Question

Question 17
A stone is allowed to fall from the top of a tower 100 m high and at the same time another stone is projected vertically upwards from the ground with a velocity of 25 m/s. Calculate when and where the two stones will meet.

Answer 1

Let t be the time at which two stones meet and let $h^{\prime }$ be their height from the ground.
Given that height of the tower, H = 100m
First consider the stone which falls from the top of the tower. Distance covered by this stone in time t can be calculated using the second equation of motion.
$h=ut+\frac{1}{2}g{t}^2$
Since initial velocity u = 0 so we get
$h=\frac{1}{2}g{t}^2\dots \dots \left(1\right)$
The distance covered by the stone that is thrown vertically upwards is
$h^{\prime }=ut-\frac{1}{2}g{t}^2$
In this case, initial velocity is 25 m/s.
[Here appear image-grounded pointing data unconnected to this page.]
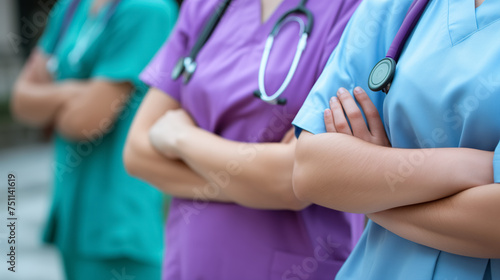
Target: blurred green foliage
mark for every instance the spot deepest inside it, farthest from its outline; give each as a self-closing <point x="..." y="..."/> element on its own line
<point x="5" y="111"/>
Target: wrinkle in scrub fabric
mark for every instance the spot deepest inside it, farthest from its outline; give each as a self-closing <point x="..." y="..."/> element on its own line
<point x="445" y="94"/>
<point x="228" y="241"/>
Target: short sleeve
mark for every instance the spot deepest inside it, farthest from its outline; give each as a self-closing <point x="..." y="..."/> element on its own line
<point x="158" y="73"/>
<point x="364" y="42"/>
<point x="496" y="165"/>
<point x="135" y="33"/>
<point x="47" y="42"/>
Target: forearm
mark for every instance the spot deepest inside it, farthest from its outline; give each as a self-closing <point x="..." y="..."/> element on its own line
<point x="253" y="175"/>
<point x="464" y="224"/>
<point x="93" y="108"/>
<point x="38" y="104"/>
<point x="170" y="176"/>
<point x="348" y="174"/>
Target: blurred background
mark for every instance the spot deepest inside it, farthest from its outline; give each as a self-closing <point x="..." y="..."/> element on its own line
<point x="22" y="149"/>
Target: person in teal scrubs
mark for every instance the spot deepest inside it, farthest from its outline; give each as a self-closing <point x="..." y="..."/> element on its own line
<point x="106" y="224"/>
<point x="432" y="198"/>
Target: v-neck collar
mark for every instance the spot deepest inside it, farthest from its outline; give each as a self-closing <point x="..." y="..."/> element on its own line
<point x="464" y="19"/>
<point x="284" y="6"/>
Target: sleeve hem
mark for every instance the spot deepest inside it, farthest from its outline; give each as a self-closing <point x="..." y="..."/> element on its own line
<point x="151" y="81"/>
<point x="496" y="165"/>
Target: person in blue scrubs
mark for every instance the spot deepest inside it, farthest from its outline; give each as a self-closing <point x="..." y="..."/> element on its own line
<point x="432" y="198"/>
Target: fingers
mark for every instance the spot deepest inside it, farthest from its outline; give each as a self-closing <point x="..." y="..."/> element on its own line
<point x="371" y="112"/>
<point x="341" y="124"/>
<point x="329" y="124"/>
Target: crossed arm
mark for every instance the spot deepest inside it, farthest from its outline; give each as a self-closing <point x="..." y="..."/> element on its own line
<point x="74" y="107"/>
<point x="447" y="202"/>
<point x="168" y="150"/>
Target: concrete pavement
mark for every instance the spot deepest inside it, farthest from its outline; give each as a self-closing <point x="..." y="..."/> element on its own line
<point x="34" y="260"/>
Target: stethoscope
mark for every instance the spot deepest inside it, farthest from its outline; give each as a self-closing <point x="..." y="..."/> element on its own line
<point x="186" y="66"/>
<point x="383" y="73"/>
<point x="92" y="33"/>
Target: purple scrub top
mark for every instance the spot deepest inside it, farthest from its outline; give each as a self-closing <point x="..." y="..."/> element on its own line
<point x="228" y="241"/>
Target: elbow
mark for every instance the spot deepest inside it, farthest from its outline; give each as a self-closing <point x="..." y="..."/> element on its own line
<point x="20" y="110"/>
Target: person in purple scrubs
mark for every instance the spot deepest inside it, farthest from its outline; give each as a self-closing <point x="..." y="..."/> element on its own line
<point x="227" y="156"/>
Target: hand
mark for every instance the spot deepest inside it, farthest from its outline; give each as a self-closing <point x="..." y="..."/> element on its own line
<point x="344" y="105"/>
<point x="165" y="134"/>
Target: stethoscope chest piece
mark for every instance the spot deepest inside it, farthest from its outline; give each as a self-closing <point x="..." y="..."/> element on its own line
<point x="382" y="75"/>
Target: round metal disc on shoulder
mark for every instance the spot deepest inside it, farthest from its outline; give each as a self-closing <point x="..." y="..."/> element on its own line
<point x="382" y="74"/>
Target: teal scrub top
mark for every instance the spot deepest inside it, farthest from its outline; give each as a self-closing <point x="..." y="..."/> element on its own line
<point x="446" y="93"/>
<point x="98" y="209"/>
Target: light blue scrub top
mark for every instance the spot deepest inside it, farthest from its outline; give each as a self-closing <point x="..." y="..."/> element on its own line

So,
$h^{\prime }=25t-\frac{1}{2}g{t}^2\dots \dots \left(2\right)$
Adding equations (1) and (2) we get,
h + h' = 25t
But h + h' = H = 100 m
So, 100 = 25 t
or, t = 4 s
Putting value in equation (2),
$h^{\prime }=25\times 4-\frac{1}{2}\times 9.8\times (4{)}^2=100-78.4=21.6m$
They will meet at a height of 21.6 m from ground.